Intenzionato a sorprendere l’amata, Melqart mandò il suo fedele
segugio lungo le spiagge del Libano alla ricerca di un regalo per
dimostrarle il suo affetto. Tuttavia, quando il cane finalmente tornò
indietro, il dio si accorse che aveva il muso sporco di sangue. Melqart
si avvicinò preoccupato, ma si rese subito conto che il sangue non
era dell’animale, bensì proveniva dai resti di un mollusco, il murex,
ovvero il murice, che il cane teneva ancora tra le fauci. Appena il
composto di sangue del murice e di saliva del cane si fu
seccato, diventò di un vivace color rosso porpora, che attirò
l’attenzione della nereide Tiro. La ninfa accettò allora di sposare
Melqart solo se questi le avesse confezionato un vestito dello stesso
colore. Quindi l’ingegnoso dio raccolse un numero sufficiente di
molluschi per soddisfare i desideri dell’amata. Fu così che nacque la
cosiddetta “porpora di Tiro”.
• Al di là dei vari racconti mitologici tesi a spiegarne l’origine, la tintura
giocò un ruolo fondamentale nella storia dei fenici. Lo stesso termine
“fenicio”, usato dai greci per indicare alcune città-stato sorte lungo la
costa che oggi appartiene a Libano, Siria e nord di Israele – come
l’isola di Arwad, Biblo, Beirut, Sidone, Sarepta e Tiro –, riguardava
sicuramente la porpora. In greco phoinix poteva pure riferirsi a un
colore rosso porpora, e il fatto che fosse attribuito alle città fenicie
sarebbe una voluta allusione alla produzione dei tessuti porpora che
consacrò la loro fama. Nell’antichità una teoria altrettanto nota
sosteneva che la parola si riferisse al leggendario Fenice che, come
abbiamo visto, era per alcuni l’iniziatore dell’uso della porpora a Tiro.
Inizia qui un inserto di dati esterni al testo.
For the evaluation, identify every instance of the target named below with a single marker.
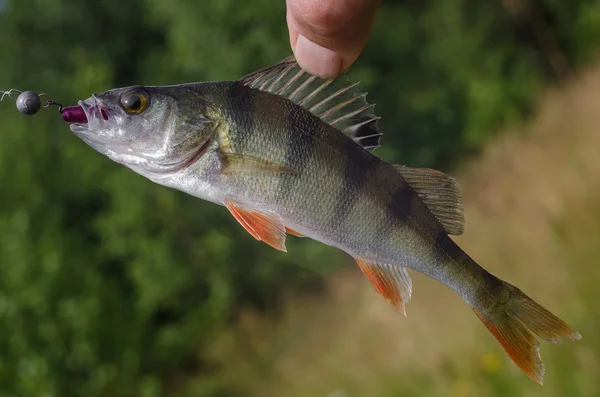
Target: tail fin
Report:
(514, 323)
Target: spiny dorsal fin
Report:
(337, 101)
(440, 193)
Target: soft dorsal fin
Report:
(440, 193)
(337, 101)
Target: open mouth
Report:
(84, 113)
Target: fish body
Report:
(288, 153)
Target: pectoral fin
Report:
(263, 226)
(235, 162)
(392, 282)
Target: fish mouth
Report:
(96, 120)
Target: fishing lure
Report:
(30, 103)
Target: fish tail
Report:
(514, 319)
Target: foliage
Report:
(113, 286)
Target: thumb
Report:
(327, 36)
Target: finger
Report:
(327, 36)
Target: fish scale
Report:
(289, 153)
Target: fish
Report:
(288, 153)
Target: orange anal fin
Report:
(392, 282)
(293, 232)
(516, 322)
(520, 345)
(263, 226)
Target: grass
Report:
(532, 204)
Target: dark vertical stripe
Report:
(241, 100)
(299, 150)
(352, 189)
(444, 242)
(403, 201)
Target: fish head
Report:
(152, 130)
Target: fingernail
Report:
(317, 59)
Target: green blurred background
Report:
(111, 285)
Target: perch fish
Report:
(288, 153)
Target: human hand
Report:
(327, 36)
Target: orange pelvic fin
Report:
(293, 232)
(263, 226)
(392, 282)
(514, 324)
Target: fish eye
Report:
(135, 101)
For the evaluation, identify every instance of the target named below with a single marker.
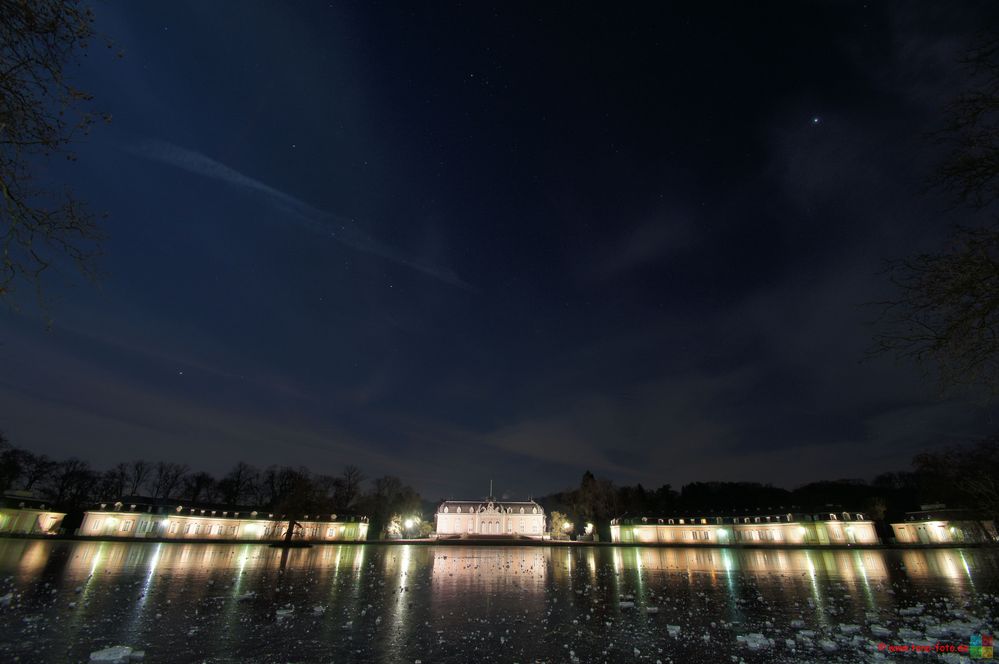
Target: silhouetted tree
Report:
(166, 479)
(41, 114)
(200, 487)
(965, 475)
(946, 313)
(139, 473)
(239, 485)
(70, 484)
(347, 488)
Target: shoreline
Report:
(515, 543)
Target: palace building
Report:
(815, 529)
(490, 517)
(23, 514)
(936, 524)
(163, 520)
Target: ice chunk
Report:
(754, 641)
(113, 655)
(879, 631)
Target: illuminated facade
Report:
(462, 518)
(935, 524)
(22, 514)
(186, 523)
(823, 529)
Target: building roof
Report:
(490, 504)
(164, 507)
(784, 517)
(943, 513)
(24, 500)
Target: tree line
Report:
(72, 485)
(958, 476)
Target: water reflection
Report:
(435, 603)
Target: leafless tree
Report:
(69, 483)
(139, 472)
(167, 478)
(347, 488)
(965, 474)
(36, 467)
(199, 487)
(114, 481)
(41, 114)
(238, 486)
(946, 311)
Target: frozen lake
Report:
(360, 603)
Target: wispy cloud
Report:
(308, 217)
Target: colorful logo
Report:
(981, 646)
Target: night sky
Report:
(463, 242)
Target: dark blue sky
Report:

• I fenici furono sempre legati indissolubilmente al commercio.
Esportavano in tutto il Mediterraneo una grande varietà di
prodotti: oggetti in metallo finemente lavorati, sculture in avorio,
legno di cedro, athyrmata (chincaglierie), vino e olio d’oliva.
• Tuttavia i fenici divennero particolarmente celebri per i panni dai
colori accesi e dalla pregiata fattura. Per esempio, Omero lodò le
vesti colorate che producevano e indossavano le donne di Sidone e
nell'Iliade parla della ricchezza dei tessuti fenici: «[Ecuba] discese nel
talamo tutto fragrante, dove erano riposti i pepli di mille
colori, lavorati da donne sidonie. Da Sidone il vago Paride li aveva
trasportati per mare nell’occasione in cui condusse a Troia Elena,
l’attraente figlia di Zeus. Ecuba uno di questi scelse e l’offrì ad
Atena: il più bello, il più sgargiante, il più grande, luminoso come un
astro, riposto per ultimo nel fondo».